GRASSLAND improvement is the top investment priority for Scottish sheep and beef farmers this year, according to the results of a Quality Meat Scotland (QMS) producer survey.
The postal survey, undertaken by QMS in January, attracted responses from over 640 businesses located throughout Scotland also revealed an easing in confidence levels, particularly among sheep producers.
“The results of the survey clearly show how confidence among livestock farmers ebbs and flows.
“The bottom line is that producers appear to be less confident than they have been for some time, though their confidence levels remain above 2007/2008 levels,” said Stuart Ashworth, head of Economics Services, QMS.
“Fifty per cent of sheep producers are less confident than they were 12 months ago, with just seven per cent more confident and 43 per cent unchanged.
“No doubt the depressed lamb prices at the end of last year played a big part in influencing that when the survey responses were being completed by producers in January.
“Likewise confidence among suckler herd operators has also ebbed in the 12 months to January 2013 with 18 per cent of respondents reporting they are less confident than a year ago,” he added. “However, 13 per cent of beef producers claimed they were more confident than a year ago.”
Unsurprisingly, observed Mr Ashworth, there was a direct correlation between the level of confidence and the intentions farmers noted in terms of stock numbers.
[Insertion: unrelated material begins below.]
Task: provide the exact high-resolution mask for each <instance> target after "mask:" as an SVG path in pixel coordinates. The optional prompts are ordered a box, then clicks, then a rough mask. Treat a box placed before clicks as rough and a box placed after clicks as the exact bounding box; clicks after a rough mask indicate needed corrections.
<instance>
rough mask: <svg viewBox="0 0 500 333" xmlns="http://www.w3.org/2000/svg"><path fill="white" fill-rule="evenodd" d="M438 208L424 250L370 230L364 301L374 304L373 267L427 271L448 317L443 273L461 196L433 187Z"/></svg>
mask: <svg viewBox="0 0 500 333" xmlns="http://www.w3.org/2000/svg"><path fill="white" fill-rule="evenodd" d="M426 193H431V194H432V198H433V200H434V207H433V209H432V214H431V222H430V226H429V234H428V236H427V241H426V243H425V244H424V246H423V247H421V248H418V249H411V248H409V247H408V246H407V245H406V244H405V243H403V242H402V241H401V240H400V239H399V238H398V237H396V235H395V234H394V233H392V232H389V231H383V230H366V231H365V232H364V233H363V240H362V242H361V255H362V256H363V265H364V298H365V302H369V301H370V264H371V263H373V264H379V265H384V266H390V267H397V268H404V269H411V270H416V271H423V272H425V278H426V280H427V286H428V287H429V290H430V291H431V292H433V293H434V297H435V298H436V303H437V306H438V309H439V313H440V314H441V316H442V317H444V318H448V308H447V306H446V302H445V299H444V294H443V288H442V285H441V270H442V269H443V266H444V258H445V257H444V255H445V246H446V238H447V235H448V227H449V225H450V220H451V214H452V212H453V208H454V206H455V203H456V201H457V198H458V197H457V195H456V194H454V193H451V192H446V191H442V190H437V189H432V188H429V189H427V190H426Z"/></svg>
In total, 13 per cent of sheep producers reported plans to reduce their flock size, but this rose to 21 per cent among those who reported being less confident, with an encouraging 17 per cent planning to increase their flocks and 70 per cent unchanged.
Of the suckler beef respondents, the outlook is more positive with 21 per cent planning to increase their herd size, rising to more than 50 per cent among those expressing more confidence in their current position.
Of the total, 66 per cent plan to remain at the same level of stocking and 13 per cent plan to reduce their herd size.
Not surprisingly, said Mr Ashworth, fears about the direction of travel of future agricultural policy ranked at the top of the list of farmers’ concerns, with the future of single farm payment and LFASS in number one and two places, respectively.
He pointed out climate change policies have moved up the agenda in terms of farmers’ concerns for the future.
Other key concerns cited were input costs; animal health; import competition; consumer confidence; access to export markets and access to capital.
Looking at investment plans, Mr Ashworth expressed disappointment at the low priority given to skills training which just 25 per cent of beef producers and 22 per cent of sheep producers said they were planning to invest in during the year ahead.